My mother painted the black and red brushstrokes of this heart and I added the other elements, made a card. It reminds me of bandaged flesh, something on the mend. I’m trying to recover now from the past 2 months, but I’m struggling and unsolicited hope / optimism is making it worse. Upsetting because it doesn’t work on me anymore.
Another guitar piece from late summer. Music is one of very few safe spaces for my honesty. Shameful how dark at times, but turning away is not an option as long as I’m here.
A song almost 10 years old now, but I wanted to see if I could still sing it.
I get frustrated when trying to select a genre for my music, but for some reason dark “Folk “popped into mind after I finished this song. It spells out my hopelessness when I think on society and my place here thoroughly. Grateful to have music to put the emotion and rage to work somehow.
I tie-dyed the shirt I’m wearing in this video and wish I hadn’t had to cut the sleeves off after a mess up with the scissors… This song is not about abuse from a partner, but I wrote it with the abusive language I hear from leadership at my job all the time in mind. The studio version I put together has background vocals https://open.spotify.com/track/3Bq3ibqY7xjPnhPQ99AQRw?si=ee454d7085dc4dfa
An early song I remember writing after a day at work years ago that left me feeling pretty hopeless. Just wanted to sing it again.
So far in my experience, when I’ve been at the lowest and let it be known, people seem to go out of their way to make it worse, as if to say go ahead and jump. So, I am grateful I don’t rely on people “saving” me from the suicidal depressions I fall into from time to time. This song is about more than just this exactly, but was an idea that sparked my writing. This video is from 2-3 months back.
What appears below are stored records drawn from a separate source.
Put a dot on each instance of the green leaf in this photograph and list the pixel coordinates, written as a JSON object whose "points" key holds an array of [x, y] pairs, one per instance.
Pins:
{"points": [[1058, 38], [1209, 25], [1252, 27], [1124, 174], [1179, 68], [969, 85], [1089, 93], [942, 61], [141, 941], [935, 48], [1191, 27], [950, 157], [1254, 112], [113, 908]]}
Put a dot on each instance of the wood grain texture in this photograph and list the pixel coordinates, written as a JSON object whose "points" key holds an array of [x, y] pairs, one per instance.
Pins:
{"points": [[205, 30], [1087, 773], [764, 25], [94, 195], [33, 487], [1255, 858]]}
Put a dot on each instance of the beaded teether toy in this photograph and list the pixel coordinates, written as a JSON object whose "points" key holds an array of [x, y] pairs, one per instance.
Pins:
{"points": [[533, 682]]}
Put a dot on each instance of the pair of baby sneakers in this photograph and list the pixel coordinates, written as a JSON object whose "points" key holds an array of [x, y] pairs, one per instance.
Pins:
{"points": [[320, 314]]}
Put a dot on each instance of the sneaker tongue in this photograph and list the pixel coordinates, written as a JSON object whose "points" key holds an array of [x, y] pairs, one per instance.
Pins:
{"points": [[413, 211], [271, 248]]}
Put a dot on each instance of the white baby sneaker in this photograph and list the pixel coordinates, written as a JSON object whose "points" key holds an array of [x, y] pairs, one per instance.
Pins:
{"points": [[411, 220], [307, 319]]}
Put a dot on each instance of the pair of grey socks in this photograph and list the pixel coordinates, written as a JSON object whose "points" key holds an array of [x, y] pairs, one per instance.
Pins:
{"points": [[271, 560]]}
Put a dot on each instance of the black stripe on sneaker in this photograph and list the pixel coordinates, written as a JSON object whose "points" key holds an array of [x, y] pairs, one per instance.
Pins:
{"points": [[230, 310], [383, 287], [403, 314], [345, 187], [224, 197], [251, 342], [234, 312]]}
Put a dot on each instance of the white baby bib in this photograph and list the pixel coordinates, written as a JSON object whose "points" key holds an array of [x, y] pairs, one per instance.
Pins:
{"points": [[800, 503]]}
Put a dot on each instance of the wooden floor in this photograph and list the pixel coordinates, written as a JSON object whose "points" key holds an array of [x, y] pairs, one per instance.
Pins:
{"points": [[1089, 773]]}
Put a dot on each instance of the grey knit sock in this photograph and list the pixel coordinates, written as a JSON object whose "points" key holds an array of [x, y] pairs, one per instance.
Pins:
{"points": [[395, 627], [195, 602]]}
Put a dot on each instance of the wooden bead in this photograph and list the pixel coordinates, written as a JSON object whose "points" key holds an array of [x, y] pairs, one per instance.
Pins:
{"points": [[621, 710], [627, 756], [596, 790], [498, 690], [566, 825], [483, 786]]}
I’m playing my guitar again. This is the first of two new songs. Not sure I’ll keep the title but whatever. Lyrics are below.
An awful shame to witness. Even God turns away. Lonesome soul drifting the dark, I need you to be saved. Just look how far you go. How deep the blade sinks in. Pretending you’re not lower than you’ve ever been. Where far enough is death. Where spill your veins fills up your head. So deep the blade sinks in. Lower than you’ve ever been. Take me back, I beg you. Remember this age. I have the faith your looking for. When life was not all pain. Take me back, I beg you. Remember my face. The love you were deserving of Has not and will not change. Take me back, I beg you. Remember this age. I have the faith you’re dying for. When life was not all hate. Take me back, I beg you. Remember my face I have the faith you’re dying for. Believe it’s not too late. It’s not too late.